Nonreciprocal Easement. Easements in CC&Rs that are not reciprocal do not qualify as common areas. For example, “Every Member of the Association shall have a non-exclusive easement for use and enjoyment of the Recreational Facilities and any improvements thereon or open space areas therein, which shall be appurtenant to and pass with title to each Lot, subject to all of the easements, covenants, conditions, restrictions and other provisions contained in the Declarations and this Master Declaration.” This does not create a reciprocal easement because there is not a shared burden. The members’ properties are not burdened by an easement—only the recreation facility is burdened by an easement. (Cheveldave v. Tri Palms Unified Owners Association (2018) 27 Cal.App.5th 1202, 1215.)
Maintenance Requirement.
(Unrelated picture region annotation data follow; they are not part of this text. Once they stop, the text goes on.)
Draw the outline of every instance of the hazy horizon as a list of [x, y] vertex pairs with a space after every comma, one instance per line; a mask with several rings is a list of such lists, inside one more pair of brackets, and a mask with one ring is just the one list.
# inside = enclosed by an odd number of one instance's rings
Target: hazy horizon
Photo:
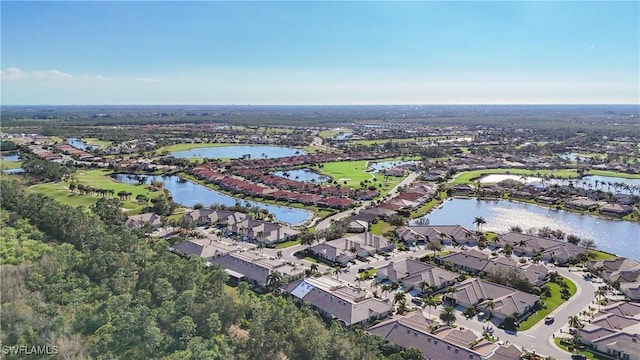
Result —
[[2, 104], [640, 99], [638, 2], [3, 1], [1, 7]]

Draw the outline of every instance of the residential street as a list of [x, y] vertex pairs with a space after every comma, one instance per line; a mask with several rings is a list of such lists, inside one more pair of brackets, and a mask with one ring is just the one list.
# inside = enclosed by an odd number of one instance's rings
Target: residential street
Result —
[[[549, 269], [551, 271], [557, 271], [560, 275], [569, 278], [577, 287], [576, 294], [572, 296], [568, 302], [565, 302], [551, 312], [550, 315], [555, 317], [555, 322], [546, 325], [544, 321], [540, 321], [527, 331], [507, 334], [504, 330], [498, 328], [499, 321], [496, 321], [492, 324], [494, 329], [493, 335], [502, 341], [509, 341], [523, 349], [535, 351], [538, 354], [551, 356], [557, 360], [568, 359], [569, 354], [555, 346], [552, 335], [560, 335], [561, 328], [567, 329], [567, 319], [569, 316], [577, 315], [580, 311], [592, 304], [595, 298], [593, 293], [597, 287], [592, 282], [584, 280], [581, 275], [569, 272], [565, 268], [550, 266]], [[431, 317], [437, 319], [440, 310], [441, 307], [431, 309]], [[456, 324], [472, 329], [480, 334], [483, 333], [483, 326], [486, 326], [487, 323], [478, 321], [476, 317], [466, 319], [461, 313], [464, 309], [458, 310], [460, 310], [460, 312], [456, 313]], [[428, 317], [428, 309], [425, 309], [423, 314]]]

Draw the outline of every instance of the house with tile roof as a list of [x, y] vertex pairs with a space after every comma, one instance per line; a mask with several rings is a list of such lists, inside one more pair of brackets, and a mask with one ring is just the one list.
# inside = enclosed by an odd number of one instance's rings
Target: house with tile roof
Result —
[[389, 301], [374, 298], [365, 289], [329, 277], [305, 278], [283, 287], [291, 297], [309, 304], [327, 318], [352, 327], [383, 319], [393, 308]]
[[[467, 279], [454, 288], [455, 292], [445, 294], [443, 299], [463, 307], [477, 306], [503, 320], [509, 315], [525, 318], [540, 300], [539, 296], [478, 278]], [[493, 310], [487, 307], [490, 301], [495, 305]]]

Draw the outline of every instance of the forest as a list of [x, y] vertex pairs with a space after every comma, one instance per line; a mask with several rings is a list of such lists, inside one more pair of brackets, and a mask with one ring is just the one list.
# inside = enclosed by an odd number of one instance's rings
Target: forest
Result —
[[[3, 179], [2, 344], [69, 359], [413, 359], [169, 244]], [[24, 355], [6, 355], [24, 359]], [[42, 357], [38, 357], [42, 358]]]

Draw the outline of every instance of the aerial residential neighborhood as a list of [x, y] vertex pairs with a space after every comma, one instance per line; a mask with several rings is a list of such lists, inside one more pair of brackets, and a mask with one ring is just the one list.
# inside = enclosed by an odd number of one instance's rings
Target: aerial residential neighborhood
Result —
[[639, 1], [0, 1], [0, 359], [640, 360]]

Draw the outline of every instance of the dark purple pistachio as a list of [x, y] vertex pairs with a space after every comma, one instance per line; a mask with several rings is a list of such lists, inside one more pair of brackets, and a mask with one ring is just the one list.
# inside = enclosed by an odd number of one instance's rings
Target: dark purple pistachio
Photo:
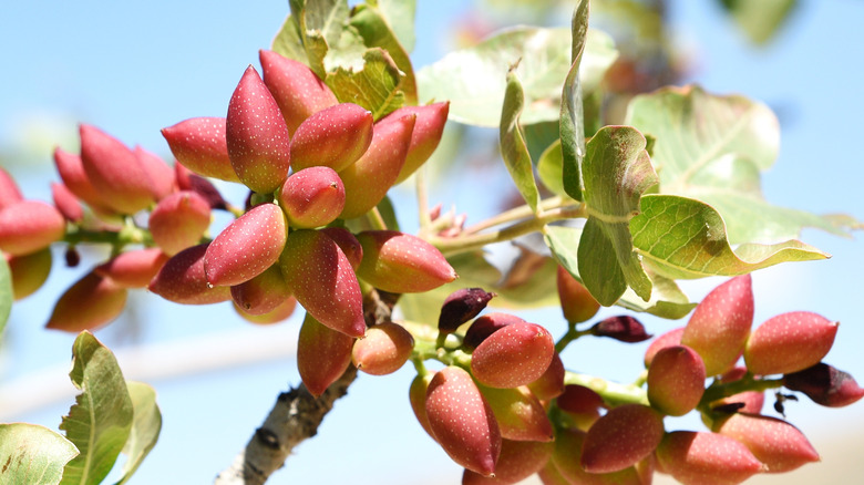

Another element to evaluate in determining whether a reciprocal easement qualifies as common area is whether it is owned by the association or in common by owners and whether it is sufficiently defined to be maintained. Civil Code § 4175 states:
“Planned development” means a real property development…having either or both of the following features: (a) Common area that is owned either by an association or in common by the owners of the separate interests who possess appurtenant rights to the beneficial use and enjoyment of the common area. (b) Common area and an association that maintains the common area with the power to levy assessments that may become a lien upon the separate interests in accordance with Article 2 (commencing with Section 5650) of Chapter 8.
Drainage easements between lots are held by adjacent lot owners and are not owned by the association or in common by members of the association. Because they are held by adjacent owners, they are maintained by those owners, not the association. As such, they do not meet the definition of common area and cannot be used to convert a non-CID development into a Davis-Stirling common interest development.